У эстонцев фантомная боль…
Сто лет назад в Тарту (он же славный Юрьев) советская и эстонская стороны подписали исторический документ, по которому одни исконные русские земли (бывшие в составе древнерусских княжеств) перешли в состав другой исконной русской земли (ставшей таковой как минимум с момента подписания победоносного мира в Ништадте).
И из этих земель как из цветного пластилина слепили государство, которому дали руководителя (государственного старейшину). Наградили его армией, вполне даже сносно вооружённой и отмеченной карманными триумфами в виде головомойки для обманутых немцев под Венденом.
Хотя, честно говоря, немецким войскам не впервой было проигрывать под Венденом со времён нашего Ивана свет Васильевича. Наделили флагом, гербом и прочими важными атрибутами государственности. И отправили в свободное плавание, как оловянного солдатика на бумажном кораблике.
И тогда эстонских землепашцев сильно смутила аграрная реформа начала 1920-х годов, когда в руках у молодого эстонского правительства оказались крупные земельные наделы, потерянные остзейскими дворянами, церковными сановниками и российским имперским государством. Их надо было распределить. Эта мера на самом деле позволила многим эстонским крестьянам получить свой кусок земли, однако есть один нюанс: не вся земля одинаково плодородна. Да и за сельхозинвентарь приходилось платить.
Основной пакет землевладельческих привилегий получили обласканные властью нувориши, близкие к верховному правителю Эстонии Пятсу и армейские круги, близкие к генералу Лайдонеру. Таким образом, в межвоенный период большая часть эстонского крестьянства жила, честно говоря, небогато. И ремесленники промышляли кустарными делами и не могли себе позволить многих вещей. Пролетариат тихо роптал и неумолимо большевизировался. А внешнеполитическая обстановка постепенно приближала Европу к геополитической детонации.

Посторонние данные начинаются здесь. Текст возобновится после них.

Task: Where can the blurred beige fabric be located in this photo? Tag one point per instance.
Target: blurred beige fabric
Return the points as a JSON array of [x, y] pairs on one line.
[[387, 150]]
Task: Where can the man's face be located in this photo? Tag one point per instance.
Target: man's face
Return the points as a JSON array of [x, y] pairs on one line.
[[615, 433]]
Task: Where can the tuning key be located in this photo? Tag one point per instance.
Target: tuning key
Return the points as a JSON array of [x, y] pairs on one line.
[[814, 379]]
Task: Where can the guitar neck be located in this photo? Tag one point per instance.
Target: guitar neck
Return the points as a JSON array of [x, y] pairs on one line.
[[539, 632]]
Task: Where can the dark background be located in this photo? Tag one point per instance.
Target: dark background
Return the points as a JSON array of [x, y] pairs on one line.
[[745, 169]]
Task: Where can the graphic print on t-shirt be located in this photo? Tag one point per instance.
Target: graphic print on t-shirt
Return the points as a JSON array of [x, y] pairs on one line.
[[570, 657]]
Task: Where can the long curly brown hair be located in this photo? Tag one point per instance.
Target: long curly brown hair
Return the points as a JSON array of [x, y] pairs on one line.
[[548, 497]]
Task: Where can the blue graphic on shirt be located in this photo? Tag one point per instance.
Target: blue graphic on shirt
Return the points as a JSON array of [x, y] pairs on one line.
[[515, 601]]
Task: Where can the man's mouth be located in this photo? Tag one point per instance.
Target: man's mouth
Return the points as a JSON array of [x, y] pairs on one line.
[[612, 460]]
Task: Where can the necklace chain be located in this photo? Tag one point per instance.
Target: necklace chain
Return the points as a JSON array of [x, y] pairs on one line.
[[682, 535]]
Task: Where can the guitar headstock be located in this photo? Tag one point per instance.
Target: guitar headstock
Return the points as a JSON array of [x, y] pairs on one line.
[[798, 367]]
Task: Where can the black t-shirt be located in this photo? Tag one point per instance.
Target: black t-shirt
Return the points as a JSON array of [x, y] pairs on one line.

Революционные силы Эстонии были менее многочисленные по сравнению с латышским стрелковым движением, которое с трепетным волнением хранило в себе заветные идеалы коммунизма. Поэтому восстание 1 декабря 1924 года под руководством Яна Анвельта было подавлено эстонскими армейскими силами без особого труда. Латыши в этом отношении демонстрировали более высокую степень революционной сознательности хотя бы потому, что в Риге концентрировался марксистски ориентированный молодой пролетариат, стоявший без роздыха у станков крупных промышленных гигантов Российской империи.
Кому, как не им, детям и внукам обездоленных и угнетённых ненавистными баронами крестьян, делать настоящую социальную революцию?
А революцию приближали искренне, от души. Сам Владимир Ильич был не против мирового преобразования. И что такое потеря исконно русского Ивангорода и исконно русского Юрьева, ставшего Тарту, по сравнению с грядущими свершениями мирового масштаба? Впрочем, в 1940 году захват Гитлером (при активном согласии западных партнёров) доброго десятка стран Европы, а особенно — воинственной и гордой Франции, не нашедшей в себе ни моральных, ни физических сил к сопротивлению, привело к восстановлению советского суверенитета над Прибалтикой.
Получается, что Эстония, пряча голову в песок, смотрит на свою историю как на непрерывное действие — как будто и не было того 1940 года и последовавших за ним событий. Она, мол, сразу с 1939 года перепрыгнула в 1991 год. Такая машина времени эстонского образца по принципу «когда нам выгодно». А Россия смотрит на вещи трезво и здраво, учитывая в том числе и неконструктивную позицию части эстонского населения, которая предпочла неприкрытый коллаборационизм. Впрочем, предпочтения и желания современной Эстонии тоже очень странные. И ей самой с ними не получается совладать.